The Massachusetts-born artist spent most of his life and career abroad, traveling to Paris in 1855 and settling in London a few years later. Whistler ardently pursued atmospheric effects and color harmonies in his compositions, using subject matter not for its own sake, but as a means to an end. This especially unnerved the art world in the early 1870s when he debuted his Nocturnes—urban river scenes pared down to their material essences—evoking form and mood by means of thinly stained canvases and gradations of color.
James McNeill Whistler
Over the years, the sea likewise captured Whistler’s attention as an ever-changing aspect of nature enabling such aesthetic explorations. Along the coast of Brittany, France, in the summer of 1893, Whistler painted Violet and Silver—The Deep Sea, a striking and spare arrangement of water, sky, and clouds.
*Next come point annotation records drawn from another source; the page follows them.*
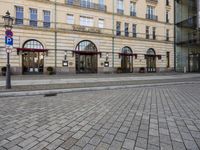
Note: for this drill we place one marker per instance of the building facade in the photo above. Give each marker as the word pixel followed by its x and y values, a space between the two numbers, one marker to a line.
pixel 187 30
pixel 90 36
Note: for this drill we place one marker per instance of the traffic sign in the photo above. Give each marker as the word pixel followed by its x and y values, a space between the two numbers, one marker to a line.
pixel 9 40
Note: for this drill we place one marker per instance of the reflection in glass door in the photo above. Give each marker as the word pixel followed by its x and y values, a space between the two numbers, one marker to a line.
pixel 32 62
pixel 151 63
pixel 126 64
pixel 86 63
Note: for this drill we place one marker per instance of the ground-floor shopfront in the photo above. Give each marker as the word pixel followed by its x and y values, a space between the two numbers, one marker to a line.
pixel 88 54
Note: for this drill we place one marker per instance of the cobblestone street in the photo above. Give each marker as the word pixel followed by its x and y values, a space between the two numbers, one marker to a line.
pixel 161 117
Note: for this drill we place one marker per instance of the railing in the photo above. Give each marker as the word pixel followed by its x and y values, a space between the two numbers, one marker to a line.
pixel 19 21
pixel 132 13
pixel 120 11
pixel 33 23
pixel 190 39
pixel 151 17
pixel 191 22
pixel 46 24
pixel 64 27
pixel 87 4
pixel 152 1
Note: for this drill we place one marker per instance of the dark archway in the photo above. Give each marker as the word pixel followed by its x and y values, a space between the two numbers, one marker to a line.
pixel 151 60
pixel 86 57
pixel 33 57
pixel 127 60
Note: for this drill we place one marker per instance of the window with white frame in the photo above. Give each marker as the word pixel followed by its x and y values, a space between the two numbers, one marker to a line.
pixel 86 21
pixel 70 18
pixel 46 18
pixel 33 17
pixel 101 23
pixel 19 15
pixel 133 7
pixel 120 4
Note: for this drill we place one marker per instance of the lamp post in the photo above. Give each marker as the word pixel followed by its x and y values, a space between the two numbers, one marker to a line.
pixel 8 23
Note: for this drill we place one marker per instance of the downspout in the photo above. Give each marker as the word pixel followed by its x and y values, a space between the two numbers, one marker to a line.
pixel 113 36
pixel 55 35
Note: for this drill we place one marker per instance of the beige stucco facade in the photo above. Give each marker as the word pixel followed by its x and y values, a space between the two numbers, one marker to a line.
pixel 61 38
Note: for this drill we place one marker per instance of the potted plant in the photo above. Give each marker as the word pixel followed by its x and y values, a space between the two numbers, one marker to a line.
pixel 142 70
pixel 50 70
pixel 119 70
pixel 3 71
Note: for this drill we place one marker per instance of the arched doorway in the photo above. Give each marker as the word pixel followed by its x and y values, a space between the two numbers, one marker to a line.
pixel 151 60
pixel 32 57
pixel 86 57
pixel 127 60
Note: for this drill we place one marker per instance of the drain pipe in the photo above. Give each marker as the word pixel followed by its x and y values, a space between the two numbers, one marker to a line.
pixel 113 36
pixel 55 35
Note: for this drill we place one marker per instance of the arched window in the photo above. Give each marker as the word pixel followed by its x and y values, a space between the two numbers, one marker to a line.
pixel 127 50
pixel 151 51
pixel 86 46
pixel 33 44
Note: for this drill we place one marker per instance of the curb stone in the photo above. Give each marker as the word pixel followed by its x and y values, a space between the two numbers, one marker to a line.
pixel 54 92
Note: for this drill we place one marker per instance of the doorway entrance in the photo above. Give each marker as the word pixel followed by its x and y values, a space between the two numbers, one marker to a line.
pixel 151 60
pixel 194 62
pixel 86 57
pixel 32 57
pixel 127 60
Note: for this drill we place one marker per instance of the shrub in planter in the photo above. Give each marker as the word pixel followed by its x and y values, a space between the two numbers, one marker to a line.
pixel 50 70
pixel 142 70
pixel 3 71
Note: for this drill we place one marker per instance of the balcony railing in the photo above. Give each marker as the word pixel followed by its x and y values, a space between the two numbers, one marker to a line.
pixel 86 4
pixel 190 39
pixel 33 23
pixel 152 17
pixel 120 11
pixel 191 22
pixel 46 24
pixel 132 13
pixel 152 1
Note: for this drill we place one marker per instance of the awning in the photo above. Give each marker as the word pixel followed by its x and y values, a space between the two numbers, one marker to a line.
pixel 31 50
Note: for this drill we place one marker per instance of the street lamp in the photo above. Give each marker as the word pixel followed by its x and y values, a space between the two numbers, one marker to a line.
pixel 8 23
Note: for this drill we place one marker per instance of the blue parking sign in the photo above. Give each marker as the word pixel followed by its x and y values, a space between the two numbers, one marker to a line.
pixel 9 41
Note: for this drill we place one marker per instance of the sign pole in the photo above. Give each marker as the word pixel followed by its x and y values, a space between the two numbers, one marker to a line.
pixel 8 78
pixel 9 44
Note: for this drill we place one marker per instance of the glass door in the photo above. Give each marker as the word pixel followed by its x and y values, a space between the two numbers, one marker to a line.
pixel 127 64
pixel 151 64
pixel 194 62
pixel 33 62
pixel 86 63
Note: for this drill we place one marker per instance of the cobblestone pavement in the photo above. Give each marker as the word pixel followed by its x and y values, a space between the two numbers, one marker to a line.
pixel 165 118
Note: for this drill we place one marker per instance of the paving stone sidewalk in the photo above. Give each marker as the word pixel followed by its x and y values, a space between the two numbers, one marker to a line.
pixel 26 83
pixel 164 117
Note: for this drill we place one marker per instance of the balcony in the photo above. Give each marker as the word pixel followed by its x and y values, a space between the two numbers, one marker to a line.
pixel 46 24
pixel 33 23
pixel 151 17
pixel 19 21
pixel 132 13
pixel 191 22
pixel 120 11
pixel 86 4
Pre-treatment image of Violet and Silver—The Deep Sea, 1893
The artist hired a boatman to take him out to sea so that he could observe the surroundings during varying effects of light and weather. The composition’s low vantage point evokes being on the water—Whistler may well have painted the work while aboard the vessel, or else recalled the experience back in his studio.
Whistler titled his paintings in tune with his careful attention to color harmonies. And so, with Violet and Silver feeling more like Green and Yellow, as conservation and curatorial colleagues we decided that it was time to look closely at the painting’s surface and determine a treatment plan.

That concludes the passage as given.